On y apprend, d’abord, que « la société ne peut reposer que sur les inégalités sociales, […] il y a là une loi de nature à laquelle l’humanité ne saurait se soustraire », que le Royaume uni est « d’une tolérance imprudente pour les agitateurs de quelque nationalité qu’ils soient », que « les funestes lois du collectivisme » ont pour conséquence que « lorsqu’on est obligé de travailler pour tous, le travail devient une insupportable tâche, car on est bientôt la dupe des mauvais et des fainéants »… S’il faut des lois « imparfaites, sans doute, mais nécessaires entre des hommes appelés à vivre en commun »,  c’est tout simplement parce que « la majorité des hommes n’a pas le courage d’être libre et a besoin d’un gouvernement autoritaire ».

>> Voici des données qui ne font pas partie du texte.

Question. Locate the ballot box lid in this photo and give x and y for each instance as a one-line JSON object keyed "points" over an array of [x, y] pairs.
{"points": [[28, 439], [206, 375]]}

Il va de soi que sont donc condamnés sans appel « les absurdes partageux de l’Ancien comme du Nouveau monde », ainsi que les femmes qui « cherchent à se jeter dans les luttes sociales ». En revanche, est prôné « l’instinct si développé de la propriété », indice d’un « degré de civilisation supérieur ».
Dans "En Magellanie", le contraste est net entre les Indiens, proches de l’état de nature, qui n’ont pas besoin de « l’autorité d’un chef », qui vivent « en commun tout simplement », et le groupe d’émigrants, totalement incapables de se discipliner sans l’autorité d’un chef et sans lois.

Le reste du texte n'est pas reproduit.